The prosecutors, therefore, cannot see any evidence of any deception. The offence of deception can only be committed if it can be proved that someone had the intent to deceive. But in this case, Mr Kaczyński and the company that owned the land clearly wanted to scope for a possible lucrative real estate deal but withdrew for their own reasons that had nothing to do with Mr Birgfellner.

In fact, it was Mr Birgfellner who chose to stop negotiating with Mr Kaczyński for his remuneration four months in advance of the final but expected decision by the Warsaw local authority not to grant permission for the type of buildings the company wanted to put up.

Seeking justice in Austria?

Mr Giertych, who has been an attorney in cases involving opposition politicians, has threatened that if the Polish public prosecutors refuse to charge Mr Kaczyński then his client will file charges with the Austrian prosecutors. But his chances of that avenue proving fruitful are low as the Austrian penal code refers to crimes committed on Austrian territory only. And in legal terms, the company that claims it is owed money is a Polish one rather than an Austrian one.
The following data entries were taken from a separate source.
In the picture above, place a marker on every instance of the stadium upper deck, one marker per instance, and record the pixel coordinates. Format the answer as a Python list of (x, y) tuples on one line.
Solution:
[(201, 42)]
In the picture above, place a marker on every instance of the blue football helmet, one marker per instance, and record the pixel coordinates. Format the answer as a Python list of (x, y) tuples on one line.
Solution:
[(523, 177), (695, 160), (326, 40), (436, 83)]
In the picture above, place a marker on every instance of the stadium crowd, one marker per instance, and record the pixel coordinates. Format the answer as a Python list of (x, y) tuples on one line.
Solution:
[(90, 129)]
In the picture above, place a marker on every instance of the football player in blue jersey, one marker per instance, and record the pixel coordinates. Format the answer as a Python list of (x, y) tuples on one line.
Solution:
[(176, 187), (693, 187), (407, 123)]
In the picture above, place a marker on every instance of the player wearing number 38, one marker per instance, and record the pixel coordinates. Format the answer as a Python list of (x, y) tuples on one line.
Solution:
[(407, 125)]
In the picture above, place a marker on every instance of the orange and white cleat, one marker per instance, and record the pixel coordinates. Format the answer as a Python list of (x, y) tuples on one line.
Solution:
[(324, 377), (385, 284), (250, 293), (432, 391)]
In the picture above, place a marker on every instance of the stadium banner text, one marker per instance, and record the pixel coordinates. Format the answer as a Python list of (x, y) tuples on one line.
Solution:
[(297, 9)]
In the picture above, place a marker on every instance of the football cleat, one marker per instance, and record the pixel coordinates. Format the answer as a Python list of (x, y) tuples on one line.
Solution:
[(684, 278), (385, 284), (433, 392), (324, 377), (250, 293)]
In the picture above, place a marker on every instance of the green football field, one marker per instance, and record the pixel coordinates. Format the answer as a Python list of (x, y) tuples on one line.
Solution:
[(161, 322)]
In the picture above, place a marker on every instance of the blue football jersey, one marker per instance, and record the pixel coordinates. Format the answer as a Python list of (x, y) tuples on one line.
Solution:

The only way for the Austrian legal system to be involved is if the Polish authorities asked it for assistance and wanted to transfer the case involving an Austrian citizen to that country.

Why not a civil action?

Many are puzzled why Mr Birgfellner is not pursuing his claim in a civil court. Even if he was working without a contract, if he could prove that he was instructed to carry out specific work and prove that it was carried out and present evidence of the costs incurred, his chances of winning would be considerable. Mr Giertych has in fact hinted that his client may choose to sell his claim to someone else to pursue the debt. The motives of the entity choosing to acquire such a claim would be interesting. Would it not be tantamount to the Austrian developer being “paid off” for having caused a scandal damaging to the ruling party leader?